More hurricanes, anyone?

One of the more contentious debates regarding climate change impacts is the projected increase in tropical cyclone activity. There has already been a stormy debate over claims that such an increase has already been detected. A new paper opens the debate again.

The article below summarizes the findings...

Climate change has triggered three major shifts in the number of tropical storms that rise up in the North Atlantic, according to a new analysis of 20th century records.

The first change came in 1905, starting a 25-year period with an average of 6.0 tropical storms or hurricanes per year. In 1931, the number jumped to 9.4 per year, and stayed at that level until 1994. The last big shift came in 1995, starting a period through to 2005 with an average of 14.8 storms per year.

However, as pointed out later in the article...

...NOAA's National Hurricane Center says that improvements in monitoring and technology over the last century mean that storms that were not picked up by meteorologists in the past are no longer overlooked (PDF).

The image, from the PDF link above, shows one source of errors in the long-term data set. This error is likely one of many. The errors can vary in many ways. I would think that another 'biggie' would be the different analysis techniques used throughout the dataset. Earlier, ship reports are likely less consistent (if not less accurate) than later satellite estimates. I don't know what, if any steps they have taken in the paper to address such inhomogeneities in the data.


...the improved data from the last half of the century cannot be solely responsible for the increase.

"We are led to the confident conclusion that the recent upsurge in the tropical cyclone frequency is due in part to greenhouse warming, and this is most likely the dominant effect," the authors wrote.

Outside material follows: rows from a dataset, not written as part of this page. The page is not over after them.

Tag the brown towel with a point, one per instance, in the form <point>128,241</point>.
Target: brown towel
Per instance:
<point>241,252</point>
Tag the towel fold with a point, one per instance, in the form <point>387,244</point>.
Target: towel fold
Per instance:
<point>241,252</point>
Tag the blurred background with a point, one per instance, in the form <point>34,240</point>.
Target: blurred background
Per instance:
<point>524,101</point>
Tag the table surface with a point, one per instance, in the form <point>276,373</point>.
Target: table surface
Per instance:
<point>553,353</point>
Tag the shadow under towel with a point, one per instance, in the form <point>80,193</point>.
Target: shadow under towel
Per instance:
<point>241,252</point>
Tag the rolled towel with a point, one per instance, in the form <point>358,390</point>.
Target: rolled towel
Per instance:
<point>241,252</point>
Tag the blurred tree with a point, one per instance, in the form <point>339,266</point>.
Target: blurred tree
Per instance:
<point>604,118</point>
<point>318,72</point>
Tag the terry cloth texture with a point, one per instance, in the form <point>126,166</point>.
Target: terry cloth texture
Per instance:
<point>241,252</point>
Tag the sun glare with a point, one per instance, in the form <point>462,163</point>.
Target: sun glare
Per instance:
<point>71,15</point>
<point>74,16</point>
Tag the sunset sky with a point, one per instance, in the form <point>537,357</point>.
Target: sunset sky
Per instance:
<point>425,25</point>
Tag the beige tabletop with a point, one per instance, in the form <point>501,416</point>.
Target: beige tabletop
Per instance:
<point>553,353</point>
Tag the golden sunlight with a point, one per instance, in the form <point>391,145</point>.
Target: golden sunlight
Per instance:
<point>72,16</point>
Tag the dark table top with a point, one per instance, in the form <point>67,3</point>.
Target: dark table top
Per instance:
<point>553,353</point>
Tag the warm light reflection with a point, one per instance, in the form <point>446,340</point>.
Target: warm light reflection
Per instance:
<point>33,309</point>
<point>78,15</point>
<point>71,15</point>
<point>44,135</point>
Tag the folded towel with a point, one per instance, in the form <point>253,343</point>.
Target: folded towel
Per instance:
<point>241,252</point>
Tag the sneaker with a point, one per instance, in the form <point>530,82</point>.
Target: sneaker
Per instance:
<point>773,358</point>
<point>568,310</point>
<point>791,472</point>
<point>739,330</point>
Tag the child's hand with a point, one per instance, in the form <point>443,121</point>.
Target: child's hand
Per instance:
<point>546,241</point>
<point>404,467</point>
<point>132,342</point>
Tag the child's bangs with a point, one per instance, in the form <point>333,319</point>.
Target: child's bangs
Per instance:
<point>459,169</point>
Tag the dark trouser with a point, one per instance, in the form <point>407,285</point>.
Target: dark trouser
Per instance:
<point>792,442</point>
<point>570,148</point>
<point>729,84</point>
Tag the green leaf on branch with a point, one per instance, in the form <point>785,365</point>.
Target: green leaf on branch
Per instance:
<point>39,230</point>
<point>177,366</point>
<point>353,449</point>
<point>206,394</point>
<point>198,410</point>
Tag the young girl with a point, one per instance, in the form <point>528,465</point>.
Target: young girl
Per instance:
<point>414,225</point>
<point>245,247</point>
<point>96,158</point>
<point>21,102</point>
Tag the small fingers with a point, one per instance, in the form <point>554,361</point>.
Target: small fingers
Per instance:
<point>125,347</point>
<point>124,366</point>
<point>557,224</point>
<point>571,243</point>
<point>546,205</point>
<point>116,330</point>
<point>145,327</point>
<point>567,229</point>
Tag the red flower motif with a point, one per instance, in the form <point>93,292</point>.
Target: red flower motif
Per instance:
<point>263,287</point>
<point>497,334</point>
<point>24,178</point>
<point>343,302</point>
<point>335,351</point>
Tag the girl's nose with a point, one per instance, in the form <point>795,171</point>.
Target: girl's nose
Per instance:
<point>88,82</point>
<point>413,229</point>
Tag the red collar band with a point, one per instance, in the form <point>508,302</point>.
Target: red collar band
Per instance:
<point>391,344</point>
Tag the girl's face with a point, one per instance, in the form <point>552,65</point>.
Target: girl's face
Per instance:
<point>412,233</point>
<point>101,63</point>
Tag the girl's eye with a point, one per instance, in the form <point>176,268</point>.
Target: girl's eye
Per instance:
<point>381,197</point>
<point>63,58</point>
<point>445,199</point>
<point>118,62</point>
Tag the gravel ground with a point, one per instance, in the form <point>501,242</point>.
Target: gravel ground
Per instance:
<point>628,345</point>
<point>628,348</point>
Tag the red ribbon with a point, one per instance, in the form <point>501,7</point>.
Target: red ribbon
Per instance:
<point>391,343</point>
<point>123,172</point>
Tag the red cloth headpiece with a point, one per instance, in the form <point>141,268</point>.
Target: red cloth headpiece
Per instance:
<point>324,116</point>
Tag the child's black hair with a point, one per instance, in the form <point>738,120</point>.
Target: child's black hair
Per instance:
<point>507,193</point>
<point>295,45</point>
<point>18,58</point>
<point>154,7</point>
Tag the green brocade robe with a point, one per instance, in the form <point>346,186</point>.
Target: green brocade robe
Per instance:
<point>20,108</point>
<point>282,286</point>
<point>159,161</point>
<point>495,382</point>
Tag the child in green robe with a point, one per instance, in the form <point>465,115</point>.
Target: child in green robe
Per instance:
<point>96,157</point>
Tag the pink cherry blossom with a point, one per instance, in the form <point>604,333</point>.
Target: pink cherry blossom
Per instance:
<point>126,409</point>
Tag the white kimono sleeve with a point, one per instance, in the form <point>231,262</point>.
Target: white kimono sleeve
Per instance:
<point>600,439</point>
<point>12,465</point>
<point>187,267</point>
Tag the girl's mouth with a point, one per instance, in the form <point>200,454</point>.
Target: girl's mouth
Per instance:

I think that both sides make a reasonable case, and there is probably a bit of all three going on. That is, we are looking at some (unknown) combination of data inhomogeneities, inter-decadal climate variability and anthropogenic climate change. The answers lies in discovering that proportion, a fairly difficult task. The errors are real, and probably more myriad in their ways than described in the linked paper. Nonetheless, one would think that we could get some handle on how large they really are. There really is inter-decadal variability, and it does modulate climate. Anthropogenic climate change is also a reality and the behavior of the weather and climate (including tropical cyclones) over the recent past (say 10 yrs +) is generally consistent with the modeled impacts on extreme weather.

Long time series of homogeneous data would be a boon! Potentially, marine sediment cores from coral reefs provide such a source of data.

The recent increase in the number of major Atlantic hurricanes may just be a return to the norm after a period of unusually low storm frequency, say researchers.

...marine sediment cores of coral samples from the northeast Caribbean ... build a proxy record of wind shear and sea-surface temperatures since 1730, and from this they estimated hurricane activity since that time.

High wind shear – the difference in speed and direction between low winds that blow close to the Earth's surface and winds that are higher up in the atmosphere – causes a decrease in rainfall, which generates denser coral. This is because less rain runs off the land into the sea, raising the water's salinity and affecting the way coral polyps build their skeletons.

To me, the connection to hurricanes seem a bit stretched...I think that a lot could happen to confound the presumed relationship at any given location. There are two at least semi-independent variables that the link depends on. How are the two potential effects separated? The general representativeness of the data also needs to be understood perhaps through a combination with other proxy data sets from around the region. Still, the dataset is a good start, but a considerable amount of work remains for the data to be taken at face value.

The implications of this research are important in that they tell us something of the relationship of the climate models to the observed climate. The models suggest that the changes observable to date should be fairly small to date, and difficult to observe. If changes this large are completely associated with climate change, then the climate models used in the IPCC reports are too conservative. The reality on the ground during the next few years will clarify this picture enormously. One can hope that our climate outlook isn't as grim as would appear from these last few years of observations.